Alpana Rawat, a counsellor at the ashram, is a smiley, warm, and charming woman who wears her saris with dignified grace and a lot of style. She seems very young, although she has been a practicing social worker for a number of years now. She sees the children immediately after their rescue and sometimes participates in the raids to free them. She sees the same PTSD symptoms over and over again.

All the children she treats have been mentally abused by their traffickers, says Alpana. “Mental trauma is big, and they are not able to open up themselves to anybody. They have a kind of fear in their mind, which their traffickers have put there; they say things like, ‘If you open up your mouth to anybody except me, I will put you and your parents in jail.’ Their goal is to frighten the children permanently. And it’s easy: children are innocent. A seven-year-old boy doesn’t know anything about the world.”

When the children are rescued, they have generally not had any contact with their families for a long time, sometimes as long as six years.

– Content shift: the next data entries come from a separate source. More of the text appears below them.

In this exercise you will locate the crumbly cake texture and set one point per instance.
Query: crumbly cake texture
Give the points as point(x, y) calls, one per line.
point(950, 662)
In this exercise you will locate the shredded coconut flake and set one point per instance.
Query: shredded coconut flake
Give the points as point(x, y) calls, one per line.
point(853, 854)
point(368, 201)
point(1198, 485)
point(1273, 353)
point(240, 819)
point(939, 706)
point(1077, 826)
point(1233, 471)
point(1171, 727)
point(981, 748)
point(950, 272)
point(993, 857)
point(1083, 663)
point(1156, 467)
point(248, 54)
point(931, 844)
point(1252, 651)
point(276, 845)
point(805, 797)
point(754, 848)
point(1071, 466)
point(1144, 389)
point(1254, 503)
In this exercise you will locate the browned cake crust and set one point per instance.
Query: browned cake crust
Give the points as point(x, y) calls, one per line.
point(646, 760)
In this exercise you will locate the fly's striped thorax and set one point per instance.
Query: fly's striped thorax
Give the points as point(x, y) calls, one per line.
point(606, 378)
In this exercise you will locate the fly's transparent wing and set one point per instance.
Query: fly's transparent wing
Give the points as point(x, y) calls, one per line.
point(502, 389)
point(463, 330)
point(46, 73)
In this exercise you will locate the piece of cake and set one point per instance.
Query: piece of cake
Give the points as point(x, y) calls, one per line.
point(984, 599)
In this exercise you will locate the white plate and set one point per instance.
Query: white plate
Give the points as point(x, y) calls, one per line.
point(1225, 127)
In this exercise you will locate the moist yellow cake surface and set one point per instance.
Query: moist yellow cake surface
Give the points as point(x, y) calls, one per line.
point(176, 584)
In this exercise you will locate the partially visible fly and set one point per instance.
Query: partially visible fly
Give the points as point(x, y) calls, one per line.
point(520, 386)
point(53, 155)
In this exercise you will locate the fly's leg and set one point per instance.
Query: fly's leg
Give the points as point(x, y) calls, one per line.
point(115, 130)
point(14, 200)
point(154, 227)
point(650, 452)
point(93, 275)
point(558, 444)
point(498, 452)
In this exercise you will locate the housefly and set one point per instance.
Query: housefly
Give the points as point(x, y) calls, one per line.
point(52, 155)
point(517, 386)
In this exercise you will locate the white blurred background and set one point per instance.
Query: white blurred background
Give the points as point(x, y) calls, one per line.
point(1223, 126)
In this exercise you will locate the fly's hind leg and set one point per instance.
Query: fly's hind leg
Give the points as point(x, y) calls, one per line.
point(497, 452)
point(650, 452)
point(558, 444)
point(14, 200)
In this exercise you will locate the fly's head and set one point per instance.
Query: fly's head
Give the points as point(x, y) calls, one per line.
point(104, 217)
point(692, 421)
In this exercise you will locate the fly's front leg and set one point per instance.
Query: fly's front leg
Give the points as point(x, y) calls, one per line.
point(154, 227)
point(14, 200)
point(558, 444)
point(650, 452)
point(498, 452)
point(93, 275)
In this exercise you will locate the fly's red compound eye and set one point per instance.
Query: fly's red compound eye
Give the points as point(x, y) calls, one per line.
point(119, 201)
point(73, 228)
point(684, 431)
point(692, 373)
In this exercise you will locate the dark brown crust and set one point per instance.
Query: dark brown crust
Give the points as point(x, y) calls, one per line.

As far as they know, nobody has been looking for them, or even tried to communicate. Isolated from the world, they have interacted only with their traffickers and their fellow slaves for years.

In addition to the psychological trauma, they have also suffered physical abuse.

Alpana told me about a group of twenty-six children rescued from a garment factory in Delhi three months before my visit in 2017: “The kids were so sensitive.